We have to be realistic: if we’re talking about typical project cycles, you cannot build the political and institutional structures needed for effective landscape governance in a few years. That requires really long, sustained investment in the capacity and willingness of local institutions. And that’s a different type of project.

Let me explain.

A large infrastructural project or big commercial investment invariably changes the local incentive structure – potentially creating more demand for land, perhaps providing an influx of population, improving mobility, and changing local rent-seeking structures. This can really upset the existing political institutional context. Introducing ILM in such an unstable situation can be very, very challenging and likely not going to achieve very much. Instead of investing in a place in a way that completely undermines or upsets the whole governance system, you want to first build the participatory structures, the participatory governance mechanisms, the intersectoral coordination, to be able to absorb those investments effectively without undermining the complete governance system.
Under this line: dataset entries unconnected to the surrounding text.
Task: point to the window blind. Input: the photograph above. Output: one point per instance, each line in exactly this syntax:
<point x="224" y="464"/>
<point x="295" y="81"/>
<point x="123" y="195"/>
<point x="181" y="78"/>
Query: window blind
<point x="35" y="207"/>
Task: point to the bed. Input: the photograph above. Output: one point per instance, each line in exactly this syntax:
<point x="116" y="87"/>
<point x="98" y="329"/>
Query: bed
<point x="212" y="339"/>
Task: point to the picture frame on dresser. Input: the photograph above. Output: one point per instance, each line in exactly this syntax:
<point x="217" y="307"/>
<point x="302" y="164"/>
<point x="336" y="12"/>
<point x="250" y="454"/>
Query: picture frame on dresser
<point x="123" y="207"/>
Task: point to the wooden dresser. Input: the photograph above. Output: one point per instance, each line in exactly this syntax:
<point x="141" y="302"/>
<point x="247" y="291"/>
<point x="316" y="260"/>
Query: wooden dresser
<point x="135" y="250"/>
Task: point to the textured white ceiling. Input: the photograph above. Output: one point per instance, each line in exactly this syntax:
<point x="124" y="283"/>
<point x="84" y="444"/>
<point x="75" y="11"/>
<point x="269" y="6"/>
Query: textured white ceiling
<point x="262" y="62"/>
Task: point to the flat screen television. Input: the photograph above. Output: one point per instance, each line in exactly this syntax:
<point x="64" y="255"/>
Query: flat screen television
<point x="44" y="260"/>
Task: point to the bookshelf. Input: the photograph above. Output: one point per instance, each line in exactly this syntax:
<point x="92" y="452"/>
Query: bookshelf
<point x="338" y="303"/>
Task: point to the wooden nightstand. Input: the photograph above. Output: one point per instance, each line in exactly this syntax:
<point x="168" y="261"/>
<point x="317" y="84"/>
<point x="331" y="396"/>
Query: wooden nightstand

In many cases, participatory governance structures, coordination mechanisms and local ownership need to be built before major investments enter a landscape. Otherwise those investments risk reinforcing the fragmentation and competition they were intended to address. ILM should therefore inform the design of investments from the outset rather than be introduced afterwards to manage their consequences.

The research also pointed to something encouraging: where political and institutional conditions are favourable, ILM projects can succeed through different pathways. Some rely on operational capacity – a strong implementation machinery, good technical know-how and clarity about how things should be sequenced. Others rely more on relational capacity – the ability to build trust, capitalize on local knowledge, and be involved in adaptive management and learning. Neither approach is necessarily better than the other, but both only appear to work where the wider political and institutional setting leaves room for them to matter.

What surprised me most was not that governance matters. Most practitioners already know that. What surprised me was how consistently institutionalization emerged as the weakest dimension across such a diverse set of landscapes. For me, one of the most important conclusions is that ILM should not be thought of simply as a project. Instead, it is a different way of governing landscapes. The question is not only whether we are implementing ILM, but whether we are creating the conditions that allow it to endure long after projects have ended. Perhaps the real question is not how we design better landscape projects, but whether we are willing to invest in the governance systems that allow landscape approaches to survive once projects end.

The paper is still under review, and I look forward to sharing the full findings soon.